When the Unsworth Government called the state election in March 1988, it was a bloodbath. There was a 10.3 per cent swing against Labor whose primary vote dropped to 38.5 per cent and seven ministers lost their seats.
Will Saturday’s by-elections be a scene-setter for what will happens at the state election in March 2011?
Lakemba, Premier Iemma’s former seat in south-western Sydney, is Labor’s safest seat with an impregnable margin of 34.5 per cent. Labor candidate Canterbury Mayor Robert Furolo, a former Iemma staffer and political fixer, is expected to hold the seat.
Cabramatta, ex-Health Minister Reba Meagher’s electorate, is protected by a thumping 29 per cent Labor margin. Labor candidate Fairfield City Mayor Nick Lalich, an old-style 60-something town hall boss, is locked in a tight finish with Liberal candidate Dai Le, an ABC journalist from the Asian community.
Ryde, ex-Deputy Premier John Watkins’s seat on the North Shore with a 10.2 per cent margin, was “conceded” by ALP head office even before the four-week campaign began.
Having claimed under-dog status, the ALP has been pitching money and resources into the seat on behalf of Ryde City Councillor Nicole Campbell while the NSW Left secretary Rose Jackson yesterday sent an email SOS asking supporters to blitz the polling stations on Saturday.

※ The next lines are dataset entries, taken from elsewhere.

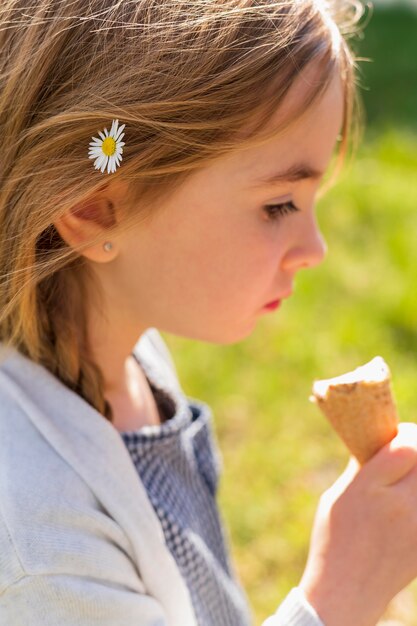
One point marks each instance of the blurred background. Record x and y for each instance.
(279, 453)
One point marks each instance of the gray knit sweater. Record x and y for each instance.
(80, 540)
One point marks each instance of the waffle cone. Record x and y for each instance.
(361, 411)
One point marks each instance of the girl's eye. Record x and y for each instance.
(274, 211)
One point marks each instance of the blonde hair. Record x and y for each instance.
(184, 76)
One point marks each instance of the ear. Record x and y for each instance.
(85, 222)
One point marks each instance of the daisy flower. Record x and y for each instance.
(107, 151)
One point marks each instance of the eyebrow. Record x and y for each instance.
(292, 174)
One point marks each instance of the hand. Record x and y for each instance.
(363, 548)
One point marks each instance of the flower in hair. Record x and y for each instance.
(107, 151)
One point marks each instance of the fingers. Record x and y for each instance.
(396, 459)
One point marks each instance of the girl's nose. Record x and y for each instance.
(307, 251)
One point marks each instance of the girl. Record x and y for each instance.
(193, 217)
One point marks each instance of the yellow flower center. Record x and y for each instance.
(109, 146)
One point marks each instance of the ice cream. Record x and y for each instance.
(360, 406)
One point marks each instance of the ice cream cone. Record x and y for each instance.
(361, 408)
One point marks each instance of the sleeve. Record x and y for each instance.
(295, 610)
(48, 600)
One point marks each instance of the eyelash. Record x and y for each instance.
(275, 211)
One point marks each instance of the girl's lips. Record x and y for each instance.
(273, 305)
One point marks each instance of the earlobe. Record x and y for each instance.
(85, 222)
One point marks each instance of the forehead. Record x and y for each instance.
(305, 144)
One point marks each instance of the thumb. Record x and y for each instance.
(396, 459)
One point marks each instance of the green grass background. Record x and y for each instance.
(279, 453)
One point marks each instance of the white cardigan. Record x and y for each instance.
(80, 544)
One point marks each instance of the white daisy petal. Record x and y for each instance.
(103, 161)
(119, 132)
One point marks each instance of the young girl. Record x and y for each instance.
(210, 124)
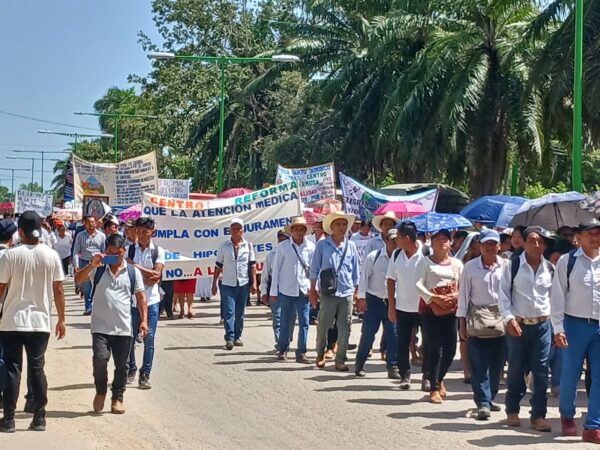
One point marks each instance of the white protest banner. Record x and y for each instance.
(363, 201)
(316, 183)
(33, 201)
(191, 231)
(123, 183)
(174, 188)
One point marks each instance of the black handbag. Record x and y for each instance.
(328, 277)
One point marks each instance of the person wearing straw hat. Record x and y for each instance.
(290, 285)
(575, 315)
(265, 284)
(335, 265)
(382, 223)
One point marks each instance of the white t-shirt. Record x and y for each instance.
(63, 245)
(30, 270)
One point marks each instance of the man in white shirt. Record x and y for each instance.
(575, 315)
(403, 307)
(524, 303)
(149, 259)
(373, 303)
(237, 263)
(112, 331)
(32, 275)
(478, 287)
(265, 284)
(290, 285)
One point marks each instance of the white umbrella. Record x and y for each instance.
(552, 211)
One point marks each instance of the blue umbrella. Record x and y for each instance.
(432, 222)
(487, 209)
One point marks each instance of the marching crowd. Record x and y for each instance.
(523, 299)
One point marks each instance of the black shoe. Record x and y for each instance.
(7, 426)
(405, 383)
(29, 408)
(144, 382)
(394, 373)
(38, 425)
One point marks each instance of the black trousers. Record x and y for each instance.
(35, 344)
(440, 334)
(405, 323)
(103, 345)
(167, 301)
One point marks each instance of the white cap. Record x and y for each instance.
(238, 221)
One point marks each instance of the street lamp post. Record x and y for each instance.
(223, 62)
(117, 118)
(43, 153)
(578, 98)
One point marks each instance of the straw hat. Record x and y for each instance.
(380, 218)
(298, 221)
(331, 217)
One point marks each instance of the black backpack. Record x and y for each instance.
(100, 271)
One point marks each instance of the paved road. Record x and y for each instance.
(206, 397)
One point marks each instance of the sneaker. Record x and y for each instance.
(435, 397)
(116, 407)
(394, 373)
(37, 425)
(483, 413)
(425, 385)
(144, 382)
(98, 403)
(541, 424)
(569, 427)
(7, 426)
(405, 383)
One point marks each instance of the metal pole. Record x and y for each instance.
(578, 98)
(116, 137)
(221, 129)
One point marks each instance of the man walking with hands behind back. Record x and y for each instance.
(33, 275)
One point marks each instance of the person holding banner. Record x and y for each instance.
(237, 263)
(335, 265)
(87, 243)
(290, 285)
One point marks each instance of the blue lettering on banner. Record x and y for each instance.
(172, 256)
(206, 233)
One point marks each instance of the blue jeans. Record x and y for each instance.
(290, 307)
(153, 312)
(584, 341)
(234, 305)
(86, 287)
(373, 317)
(487, 360)
(529, 351)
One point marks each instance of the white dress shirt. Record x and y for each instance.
(582, 296)
(144, 259)
(236, 271)
(403, 271)
(530, 294)
(291, 276)
(372, 275)
(479, 285)
(267, 273)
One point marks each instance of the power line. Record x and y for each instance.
(35, 119)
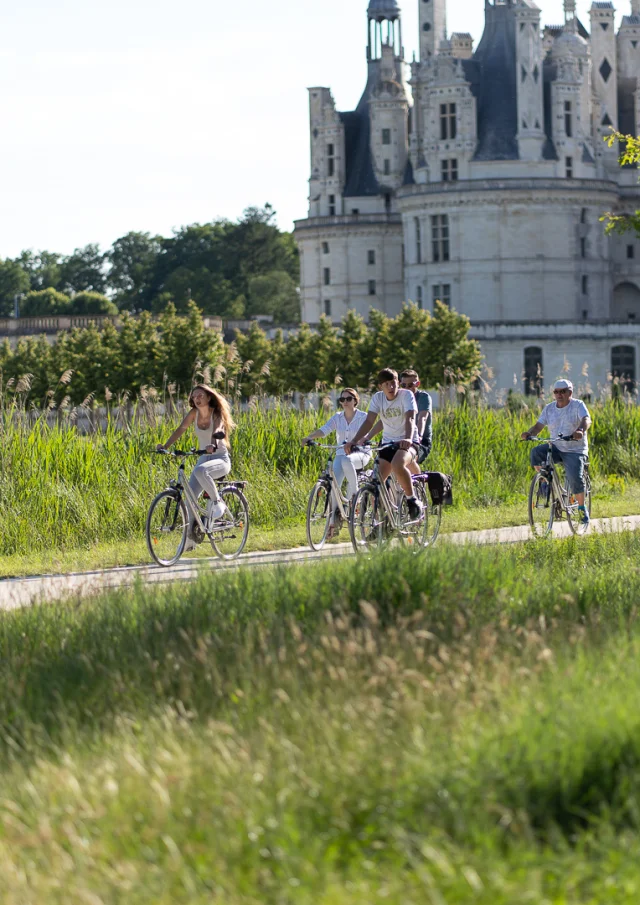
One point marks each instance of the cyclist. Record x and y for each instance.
(345, 423)
(409, 380)
(566, 417)
(212, 422)
(396, 408)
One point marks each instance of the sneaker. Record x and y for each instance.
(215, 511)
(415, 508)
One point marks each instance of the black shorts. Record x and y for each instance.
(423, 451)
(389, 452)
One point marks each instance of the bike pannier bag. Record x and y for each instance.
(440, 488)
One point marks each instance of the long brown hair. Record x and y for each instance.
(219, 406)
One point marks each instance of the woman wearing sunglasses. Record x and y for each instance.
(346, 424)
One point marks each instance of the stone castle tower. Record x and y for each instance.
(482, 180)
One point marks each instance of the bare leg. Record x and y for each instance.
(402, 459)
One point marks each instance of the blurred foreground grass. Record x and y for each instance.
(460, 727)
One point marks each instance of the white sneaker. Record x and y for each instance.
(215, 511)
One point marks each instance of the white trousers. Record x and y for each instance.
(208, 470)
(345, 467)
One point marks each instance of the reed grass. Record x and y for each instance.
(60, 489)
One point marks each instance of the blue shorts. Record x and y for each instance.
(573, 465)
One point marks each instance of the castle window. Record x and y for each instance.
(568, 119)
(416, 223)
(623, 366)
(441, 292)
(449, 170)
(440, 237)
(533, 379)
(448, 123)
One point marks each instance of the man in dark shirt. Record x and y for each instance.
(409, 380)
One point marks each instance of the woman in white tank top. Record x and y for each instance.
(210, 414)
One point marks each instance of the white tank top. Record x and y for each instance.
(205, 438)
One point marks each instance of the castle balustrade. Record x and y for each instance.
(35, 326)
(349, 220)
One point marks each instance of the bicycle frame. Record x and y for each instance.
(343, 502)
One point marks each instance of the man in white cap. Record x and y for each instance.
(566, 417)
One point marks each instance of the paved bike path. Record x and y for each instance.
(17, 592)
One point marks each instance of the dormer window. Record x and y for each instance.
(448, 122)
(449, 170)
(568, 119)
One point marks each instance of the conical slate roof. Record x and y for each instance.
(382, 10)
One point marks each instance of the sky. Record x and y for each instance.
(141, 115)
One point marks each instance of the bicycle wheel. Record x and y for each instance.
(166, 528)
(367, 521)
(573, 514)
(541, 506)
(229, 533)
(319, 515)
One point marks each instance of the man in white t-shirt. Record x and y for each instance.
(566, 417)
(397, 410)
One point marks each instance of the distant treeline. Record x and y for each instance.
(175, 350)
(229, 269)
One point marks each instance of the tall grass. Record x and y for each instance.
(458, 728)
(60, 489)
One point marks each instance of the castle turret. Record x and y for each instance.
(530, 135)
(605, 69)
(433, 27)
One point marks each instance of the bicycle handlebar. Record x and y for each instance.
(568, 439)
(181, 453)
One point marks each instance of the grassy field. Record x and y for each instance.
(457, 728)
(69, 501)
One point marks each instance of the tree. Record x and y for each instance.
(623, 223)
(83, 270)
(92, 303)
(42, 268)
(132, 260)
(277, 294)
(13, 282)
(45, 303)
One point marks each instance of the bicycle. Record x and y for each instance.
(380, 513)
(549, 498)
(170, 512)
(320, 507)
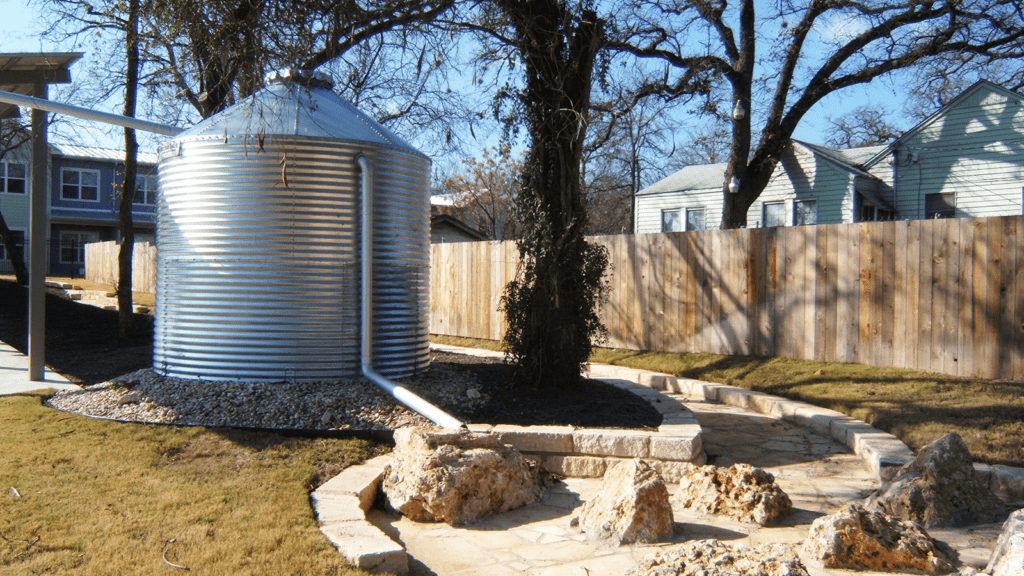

Any substantial anti-Labor swing will return Ryde to the Liberals and send their candidate, solicitor Victor Dominello, to Macquarie Street.
In Port Macquarie, the Nationals’ candidate Leslie Williams is facing a Melbourne Cup field of 10 other candidates. Labor isn’t standing but is engineering a complex preferences deal to benefit the Independent Peter Besseling, the anointed successor to Robert Oakeshott who last month captured the federal seat of Lyne.
Labor currently holds 52 seats in the 93-member chamber, giving the Nathan Rees Government an overall majority of five.
Saturday’s by-election results are likely to tighten the noose.